Preclinical and human data suggest that hippocampal dysfunction plays a critical role in the onset of psychosis. Neural hyperactivity in the hippocampus is thought to drive an increase in subcortical dopamine function through glutamatergic projections to the striatum.

Objective

To examine the association between hippocampal glutamate levels in individuals at clinical high risk for psychosis and their subsequent clinical outcomes.

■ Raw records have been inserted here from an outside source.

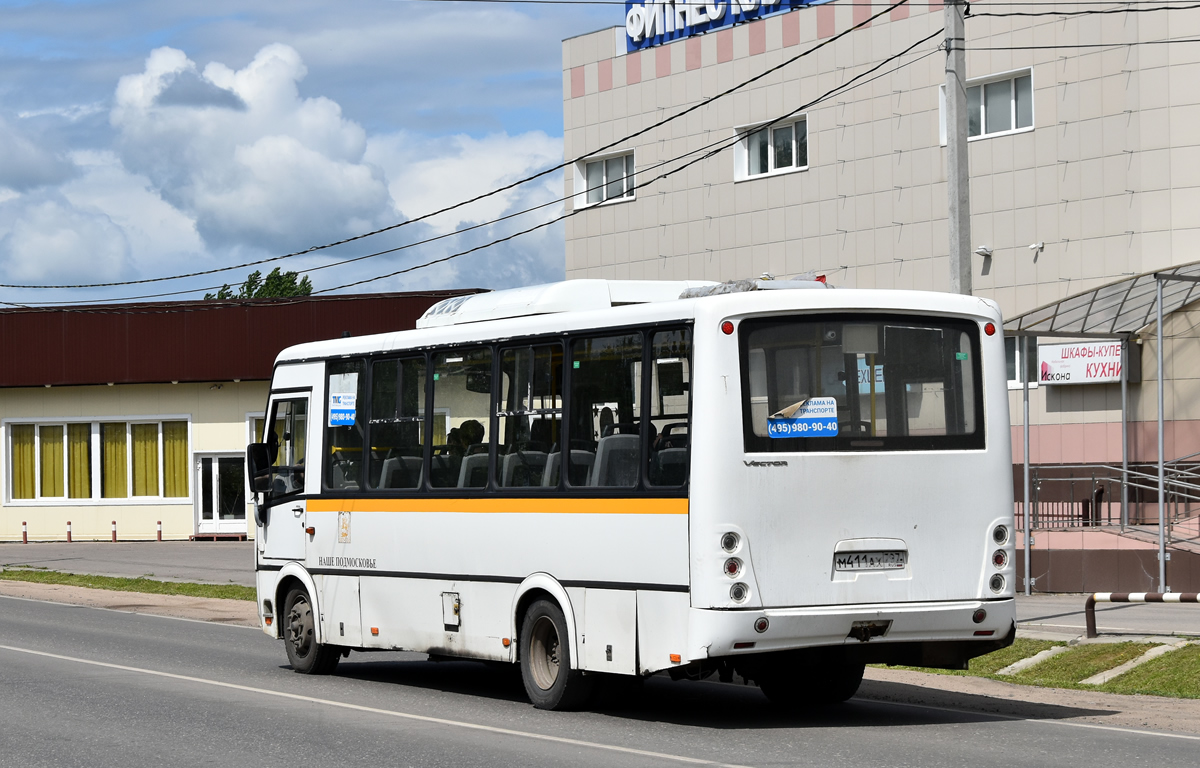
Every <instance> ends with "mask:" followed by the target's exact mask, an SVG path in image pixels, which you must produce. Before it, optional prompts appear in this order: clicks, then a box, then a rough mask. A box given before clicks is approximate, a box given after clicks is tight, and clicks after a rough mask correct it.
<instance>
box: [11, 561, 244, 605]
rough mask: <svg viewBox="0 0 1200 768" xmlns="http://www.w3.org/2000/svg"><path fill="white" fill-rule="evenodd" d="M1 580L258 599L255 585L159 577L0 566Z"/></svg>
mask: <svg viewBox="0 0 1200 768" xmlns="http://www.w3.org/2000/svg"><path fill="white" fill-rule="evenodd" d="M0 580H2V581H24V582H32V583H37V584H65V586H67V587H85V588H88V589H109V590H113V592H140V593H145V594H151V595H186V596H188V598H223V599H226V600H251V601H253V600H254V599H256V596H254V588H253V587H242V586H241V584H197V583H193V582H175V581H157V580H155V578H146V577H145V576H139V577H138V578H125V577H122V576H89V575H85V574H64V572H60V571H47V570H26V569H12V568H10V569H5V570H0Z"/></svg>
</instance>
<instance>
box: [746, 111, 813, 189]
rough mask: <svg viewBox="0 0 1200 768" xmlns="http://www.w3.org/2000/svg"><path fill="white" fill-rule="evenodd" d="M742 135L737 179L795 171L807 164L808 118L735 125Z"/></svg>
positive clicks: (807, 143)
mask: <svg viewBox="0 0 1200 768" xmlns="http://www.w3.org/2000/svg"><path fill="white" fill-rule="evenodd" d="M738 132H739V133H743V134H744V137H745V138H743V139H742V142H739V143H738V149H739V151H738V152H737V154H736V157H737V160H736V162H737V169H736V170H737V173H736V174H734V178H736V179H737V180H743V179H754V178H756V176H763V175H767V174H773V173H787V172H790V170H799V169H803V168H808V166H809V127H808V120H796V121H792V122H784V124H772V125H766V126H762V127H760V128H757V130H756V128H755V127H752V126H751V127H743V128H738Z"/></svg>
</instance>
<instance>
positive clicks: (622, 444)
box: [566, 331, 642, 488]
mask: <svg viewBox="0 0 1200 768" xmlns="http://www.w3.org/2000/svg"><path fill="white" fill-rule="evenodd" d="M641 364H642V335H641V334H640V332H636V331H635V332H629V334H622V335H618V336H598V337H593V338H577V340H575V341H574V342H572V344H571V415H570V425H571V433H570V434H571V445H570V451H568V454H566V463H568V482H569V484H570V485H572V486H593V487H622V488H631V487H635V486H636V485H637V480H638V468H640V466H641V454H642V440H641V430H642V414H641V409H640V408H638V404H640V401H641V397H640V391H638V390H640V388H641V383H642V382H641Z"/></svg>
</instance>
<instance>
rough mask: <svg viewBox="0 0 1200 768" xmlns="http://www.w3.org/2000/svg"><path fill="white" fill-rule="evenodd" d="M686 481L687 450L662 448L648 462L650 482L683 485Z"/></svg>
mask: <svg viewBox="0 0 1200 768" xmlns="http://www.w3.org/2000/svg"><path fill="white" fill-rule="evenodd" d="M686 479H688V449H686V448H664V449H662V450H660V451H659V452H656V454H655V455H654V458H653V460H652V462H650V482H653V484H654V485H683V484H684V481H685V480H686Z"/></svg>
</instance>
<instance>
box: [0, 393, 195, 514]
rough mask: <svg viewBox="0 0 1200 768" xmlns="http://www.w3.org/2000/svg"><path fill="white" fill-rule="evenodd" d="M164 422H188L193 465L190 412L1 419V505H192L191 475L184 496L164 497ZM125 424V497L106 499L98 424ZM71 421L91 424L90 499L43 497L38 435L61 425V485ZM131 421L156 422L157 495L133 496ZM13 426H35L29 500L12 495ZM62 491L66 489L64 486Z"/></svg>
mask: <svg viewBox="0 0 1200 768" xmlns="http://www.w3.org/2000/svg"><path fill="white" fill-rule="evenodd" d="M164 421H186V422H187V463H188V467H191V466H192V461H193V456H194V452H196V451H194V450H193V449H194V444H193V439H192V416H191V415H190V414H167V415H155V416H145V415H138V416H97V418H92V419H36V420H35V419H22V418H12V419H4V420H2V421H0V431H2V444H4V449H2V456H4V480H5V492H4V505H5V506H138V505H146V504H155V505H163V504H179V505H184V504H193V503H194V502H193V499H194V498H196V488H193V487H192V486H193V485H194V482H192V478H191V475H188V481H187V496H163V494H162V493H163V490H164V488H166V482H167V476H166V474H164V472H163V469H164V468H163V461H164V451H166V445H164V444H163V439H162V425H163V422H164ZM118 422H124V424H125V475H126V476H125V488H126V496H125V497H121V498H108V497H102V496H101V492H102V488H103V480H102V476H101V467H100V455H101V454H100V451H101V445H100V425H101V424H118ZM71 424H88V425H91V498H86V499H73V498H71V497H70V496H53V497H50V496H42V484H41V481H40V478H41V473H40V470H41V467H42V445H41V440H40V439H38V436H40V433H41V428H42V427H53V426H59V427H62V439H64V451H62V462H64V463H62V476H64V484H65V479H66V476H67V451H66V427H67V425H71ZM134 424H157V425H158V494H157V496H133V426H132V425H134ZM13 425H32V426H34V473H35V474H34V498H31V499H14V498H12V430H11V428H10V427H12V426H13ZM64 491H66V488H65V487H64Z"/></svg>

Design, Setting, and Participants

This cross-sectional study of 86 individuals at clinical high risk for psychosis and 30 healthy control individuals, with a mean follow-up of 18.5 months, was conducted between November 1, 2011, and November 1, 2017, at early detection services in London and Cambridge, United Kingdom.

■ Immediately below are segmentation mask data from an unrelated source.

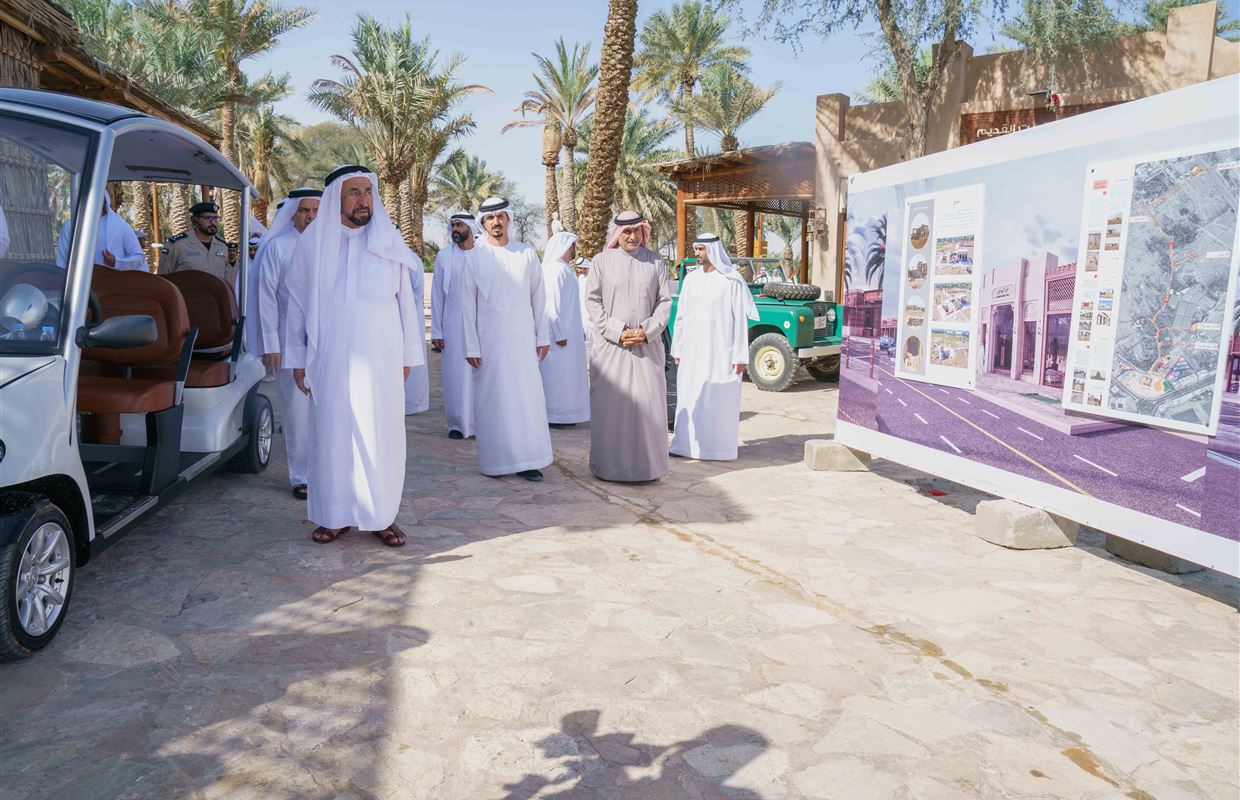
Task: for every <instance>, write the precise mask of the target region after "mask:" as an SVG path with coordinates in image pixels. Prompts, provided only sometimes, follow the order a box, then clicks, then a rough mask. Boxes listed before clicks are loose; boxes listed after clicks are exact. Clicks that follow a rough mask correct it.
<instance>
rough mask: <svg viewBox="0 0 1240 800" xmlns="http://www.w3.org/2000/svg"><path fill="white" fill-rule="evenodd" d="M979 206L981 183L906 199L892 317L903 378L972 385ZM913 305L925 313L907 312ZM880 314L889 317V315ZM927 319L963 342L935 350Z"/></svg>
mask: <svg viewBox="0 0 1240 800" xmlns="http://www.w3.org/2000/svg"><path fill="white" fill-rule="evenodd" d="M982 202H983V191H982V187H981V186H980V185H978V186H963V187H960V189H957V190H954V191H946V192H935V193H931V195H923V196H918V197H910V198H908V200H906V201H905V210H904V215H903V218H904V220H908V221H909V228H908V231H909V236H908V237H906V239H908V246H909V253H908V256H906V258H908V262H906V268H905V270H904V279H903V280H900V282H899V296H900V298H901V301H903V308H904V310H905V313H904V314H894V315H892V316H893V318H894V320H893V321H894V322H895V329H897V331H895V337H894V339H895V350H897V351H898V352H899V353H900V363H899V370H898V372H899V373H900V375H901V376H903V377H910V378H916V380H924V381H926V382H930V383H939V384H942V386H959V387H970V386H972V383H973V360H975V351H973V347H972V346H971V342H972V340H973V335H972V309H973V306H975V304H976V301H977V283H976V279H975V264H976V263H977V259H978V258H980V256H981V247H980V233H981V231H980V226H981V222H982ZM846 268H847V267H846ZM911 305H916V306H920V309H924V310H925V313H924V314H909V313H908V309H909V306H911ZM846 306H847V304H846ZM882 316H883V319H887V318H888V314H887V313H885V311H884V313H883V315H882ZM926 318H929V319H926ZM926 321H930V322H950V324H952V325H954V326H955V327H954V330H956V331H959V332H960V334H962V339H963V341H959V340H960V339H961V337H960V336H957V337H956V340H954V341H950V342H949V340H947V339H942V340H941V341H940V344H941V345H942V346H941V347H939V349H935V347H934V344H932V340H934V337H932V336H931V335H929V331H926V330H925V329H924V327H923V326H924V325H925V324H926ZM946 330H947V329H944V331H946ZM949 351H950V353H951V355H950V357H946V356H945V353H947V352H949ZM936 355H937V356H945V357H936Z"/></svg>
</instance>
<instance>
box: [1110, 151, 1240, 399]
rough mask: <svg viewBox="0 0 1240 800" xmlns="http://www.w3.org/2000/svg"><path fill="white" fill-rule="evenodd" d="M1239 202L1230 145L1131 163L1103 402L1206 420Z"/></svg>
mask: <svg viewBox="0 0 1240 800" xmlns="http://www.w3.org/2000/svg"><path fill="white" fill-rule="evenodd" d="M1238 202H1240V149H1238V148H1231V149H1226V150H1215V151H1213V153H1202V154H1194V155H1188V156H1180V158H1173V159H1164V160H1158V161H1147V162H1142V164H1137V165H1136V166H1135V169H1133V174H1132V205H1131V208H1130V216H1128V228H1127V236H1126V239H1127V241H1126V243H1125V253H1123V272H1122V274H1123V278H1122V284H1121V294H1120V296H1121V301H1120V308H1118V309H1117V311H1118V314H1117V319H1116V330H1115V350H1114V355H1112V363H1111V383H1110V397H1109V398H1107V399H1109V402H1107V406H1109V407H1110V408H1111V409H1114V411H1120V412H1128V413H1133V414H1141V416H1148V417H1157V418H1161V419H1167V420H1179V422H1184V423H1190V424H1192V423H1195V424H1208V420H1209V418H1210V413H1211V409H1213V407H1214V392H1215V386H1216V378H1218V372H1219V351H1220V349H1221V347H1223V345H1224V342H1225V331H1224V330H1223V326H1224V324H1225V322H1226V321H1228V318H1229V314H1228V311H1229V309H1228V306H1226V298H1228V284H1229V280H1231V269H1233V253H1231V249H1233V247H1234V243H1235V232H1236V205H1238ZM1226 332H1230V331H1226Z"/></svg>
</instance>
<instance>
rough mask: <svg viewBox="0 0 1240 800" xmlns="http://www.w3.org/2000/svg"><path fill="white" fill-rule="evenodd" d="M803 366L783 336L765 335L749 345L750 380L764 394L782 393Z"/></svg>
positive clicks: (782, 335) (795, 379)
mask: <svg viewBox="0 0 1240 800" xmlns="http://www.w3.org/2000/svg"><path fill="white" fill-rule="evenodd" d="M800 365H801V362H800V361H799V360H797V357H796V353H795V352H792V349H791V347H790V346H789V344H787V339H785V337H784V335H782V334H763V335H761V336H759V337H758V339H755V340H754V341H753V342H750V345H749V380H750V381H753V382H754V386H756V387H758V388H760V389H763V391H764V392H782V391H784V389H786V388H787V387H790V386H792V382H794V381H795V380H796V368H797V367H799V366H800Z"/></svg>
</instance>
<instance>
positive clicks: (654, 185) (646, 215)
mask: <svg viewBox="0 0 1240 800" xmlns="http://www.w3.org/2000/svg"><path fill="white" fill-rule="evenodd" d="M677 127H678V125H677V123H675V122H673V120H670V119H655V118H653V117H652V115H651V113H650V110H649V109H641V110H640V112H637V113H634V112H632V109H629V113H627V115H626V117H625V129H624V136H621V139H620V155H619V158H618V160H616V171H615V189H614V193H613V201H611V207H610V210H609V213H611V215H614V213H618V212H620V211H621V210H624V208H640V210H641V211H642V213H645V215H646V218H649V220H650V223H651V227H652V228H653V229H655V232H656V233H660V232H662V233H663V234H665V236H667V234H671V233H673V231H672V228H673V227H675V224H676V187H675V186H672V184H671V182H670V181H668V180H667V179H666V177H663V176H662V175H661V174H658V172H656V171H655V169H653V165H655V164H660V162H663V161H673V160H676V159H677V158H680V155H681V153H680V150H676V149H673V148H667V146H666V141H667V140H668V139H670V138H671V136H672V135H673V134H675V133H676V129H677ZM593 134H594V131H593V125H591V124H590V123H589V122H587V123H585V124H583V125H582V129H580V131H579V136H578V140H577V153H578V155H579V156H580V158H579V160H578V165H579V166H580V167H582V170H580V171H579V172H578V175H580V176H582V181H580V182H582V187H584V185H585V180H584V179H585V165H587V164H588V162H589V161H590V140H591V139H593ZM579 189H580V187H579ZM582 195H583V197H584V192H582ZM656 238H657V237H656ZM668 238H671V236H668Z"/></svg>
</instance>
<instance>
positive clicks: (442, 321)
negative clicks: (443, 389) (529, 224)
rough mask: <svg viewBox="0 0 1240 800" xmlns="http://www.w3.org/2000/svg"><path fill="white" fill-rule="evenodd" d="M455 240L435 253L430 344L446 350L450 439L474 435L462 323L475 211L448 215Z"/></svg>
mask: <svg viewBox="0 0 1240 800" xmlns="http://www.w3.org/2000/svg"><path fill="white" fill-rule="evenodd" d="M448 234H449V236H450V237H451V243H449V244H448V247H445V248H443V249H441V251H439V254H438V256H435V277H434V279H433V280H432V284H430V344H432V346H434V347H435V349H438V350H441V351H443V358H441V360H440V381H441V382H443V387H444V419H445V422H446V423H448V438H449V439H465V438H467V437H472V435H474V372H475V370H474V367H471V366H469V365H467V363H466V362H465V329H464V327H463V325H461V298H463V295H464V287H465V278H464V274H463V273H464V270H465V262H467V260H472V258H474V246H475V243H476V242H475V236H477V234H479V231H477V229H476V228H475V223H474V215H471V213H465V212H464V211H463V212H460V213H454V215H453V216H451V217H449V218H448Z"/></svg>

Main Outcomes and Measures

Concentrations of glutamate and other metabolites were measured in the left hippocampus using 3-T proton magnetic resonance spectroscopy at the first clinical presentation. At follow-up, clinical outcomes were assessed in terms of transition or nontransition to psychosis using the Comprehensive Assessment of the At-Risk Mental State criteria and the level of overall functioning using the Global Assessment of Function scale.

Results

Of 116 total participants, 86 were at clinical high risk for psychosis (50 [58%] male; mean [SD] age, 22.4 [3.5] years) and 30 were healthy controls (14 [47%] male; mean [SD] age, 24.7 [3.8] years). At follow-up, 12 clinical high-risk individuals developed a first episode of psychosis whereas 74 clinical high-risk individuals did not; 19 clinical high-risk individuals showed good overall functioning (Global Assessment of Function ≥65), whereas 38 clinical high-risk individuals had a poor functional outcome (Global Assessment of Function <65). Compared with clinical high-risk individuals who did not become psychotic, clinical high-risk individuals who developed psychosis showed higher hippocampal glutamate levels (mean [SD], 8.33 [1.48] vs 9.16 [1.28] glutamate levels; P = .048). The clinical high-risk individuals who developed psychosis also had higher myo-inositol levels (mean [SD], 7.60 [1.23] vs 6.24 [1.36] myo-inositol levels; P = .002) and higher creatine levels (mean [SD], 8.18 [0.74] vs 7.32 [1.09] creatine levels; P = .01) compared with clinical high-risk individuals who did not become psychotic, and higher myo-inositol levels compared with healthy controls (mean [SD], 7.60 [1.23] vs 6.19 [1.51] myo-inositol levels; P = .005). Higher hippocampal glutamate levels in clinical high-risk individuals were also associated with a poor functional outcome (mean [SD], 8.83 [1.43] vs 7.76 [1.40] glutamate levels; P = .02). In the logistic regression analyses, hippocampal glutamate levels were significantly associated with clinical outcome in terms of transition and nontransition to psychosis (β = 0.48; odds ratio = 1.61; 95% CI, 1.00-2.59; P = .05) and overall functioning (β = 0.53; odds ratio = 1.71; 95% CI, 1.10-2.66; P = .02).

Conclusions and Relevance

The findings indicate that adverse clinical outcomes in individuals at clinical high risk for psychosis may be associated with an increase in baseline hippocampal glutamate levels, as well as an increase in myo-inositol and creatine levels. This conclusion suggests that these measures could contribute to the stratification of clinical high-risk individuals according to future clinical outcomes.